Consumers of alcohol, medicine and/ or drugs.
Individuals with sleeping disorders (OSA)
The recognition centers of drivers make about 4 million visitors a year. Evidences of psychometric tests carried out by these centers authorized to certify the suitability of drivers, do not include questions about sleep. If a patient have stated voluntarily OSAHS, he will be diverted to a sleep unit for evaluation and certification, whether the severity of the disease is a disqualification from holding a driving license. In Spain, the waiting list for units of sleep can become up to two years, which the patient should expect and in the case of professional drivers, precluding the performance of their work and therefore of their source of income and their way of life. This vicious cycle locks us into a legal vacuum. The more or less responsible drivers, obviate their condition, avoid or fail to declare the treatment prescribed to them, with which certificate a permission or renewal would be allowed. The law doesn't protect the patients right to receive treatment and doctors have to respect the right of confidentiality and professional secrecy about the history. The society is helpless against drivers licenses or renewals of the same, knowing they will perform their work in unsafe conditions. While driving in these conditions is illegal, the current legal framework has not developed sufficient standards and jurisprudence on the civil responsability and the obligations about doctor-patient relationship. The current legislation is inadequate and unspecific to address the problem of OSAHS and driving.
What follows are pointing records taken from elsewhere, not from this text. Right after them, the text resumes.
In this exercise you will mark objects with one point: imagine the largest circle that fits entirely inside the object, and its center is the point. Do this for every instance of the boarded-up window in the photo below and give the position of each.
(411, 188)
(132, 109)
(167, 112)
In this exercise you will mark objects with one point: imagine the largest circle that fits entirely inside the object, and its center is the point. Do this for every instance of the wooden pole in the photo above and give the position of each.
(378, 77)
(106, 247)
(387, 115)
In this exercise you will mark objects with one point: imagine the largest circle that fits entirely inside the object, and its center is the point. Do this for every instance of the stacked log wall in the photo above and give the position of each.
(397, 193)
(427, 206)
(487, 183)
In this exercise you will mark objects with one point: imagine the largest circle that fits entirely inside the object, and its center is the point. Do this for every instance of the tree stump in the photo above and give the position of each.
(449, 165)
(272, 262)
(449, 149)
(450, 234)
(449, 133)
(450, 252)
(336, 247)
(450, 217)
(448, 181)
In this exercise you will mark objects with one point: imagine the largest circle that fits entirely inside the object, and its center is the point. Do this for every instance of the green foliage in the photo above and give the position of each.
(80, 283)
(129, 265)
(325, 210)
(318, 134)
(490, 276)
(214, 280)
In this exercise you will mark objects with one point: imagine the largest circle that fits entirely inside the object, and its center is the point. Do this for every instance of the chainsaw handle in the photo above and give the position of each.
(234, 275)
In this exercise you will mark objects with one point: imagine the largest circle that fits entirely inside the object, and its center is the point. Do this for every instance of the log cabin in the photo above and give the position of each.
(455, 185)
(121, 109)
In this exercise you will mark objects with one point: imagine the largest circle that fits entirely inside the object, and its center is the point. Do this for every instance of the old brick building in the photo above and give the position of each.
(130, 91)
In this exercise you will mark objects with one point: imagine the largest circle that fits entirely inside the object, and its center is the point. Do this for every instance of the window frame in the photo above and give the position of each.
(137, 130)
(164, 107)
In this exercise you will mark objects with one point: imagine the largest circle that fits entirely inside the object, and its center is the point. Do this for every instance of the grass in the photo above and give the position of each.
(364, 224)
Some European countries have established provisions to eradicate the problem by identifying high-risk drivers, including a large representation of drivers with obstructive sleep apnea or other sleep-related disorders. These European national standards deal different with the problem of OSA and sleep disorders in the processing of registration of certificates. Excessive daytime sleepiness is referred to in nine of them, whereas apnea syndrome is collected in 10 countries. It is surprising that in the case of rare diseases such as narcolepsy (with an estimated prevalence of 0.26%) it is systematicaly considered as a risk factor for driving safety, while the references referring to OSAHS continue staying minor. Under these shortcomings of the legislation it is urgent and legitimate to claim a european directive on apnea and traffic accidents. This was the objective of a recent meeting bringing together experts from several European countries to manage on the implementation of a uniform european policy to regulate on the borders of the union the implications of sleep apnea on driving. In consensus, were drafted recommendations on obtaining european drivers license listed under the title "Driving in Europe: The Need of a common policy for drivers with obstructive sleep apnea syndrome." The authors recommend the publication to include all diseases in which pathological sleepiness, police reports should explicitly consider sleep as a potential cause, add sleep-wake theme to the education program for professional drivers, incorporating the aptitude test questions about drowsiness and driving, habitual snoring and sleep apnea, and the Epworth Sleepiness level and body mass index. Experts warn that incorporate more detailed policies in the legislation would mitigate the consequences of avoidable accidents.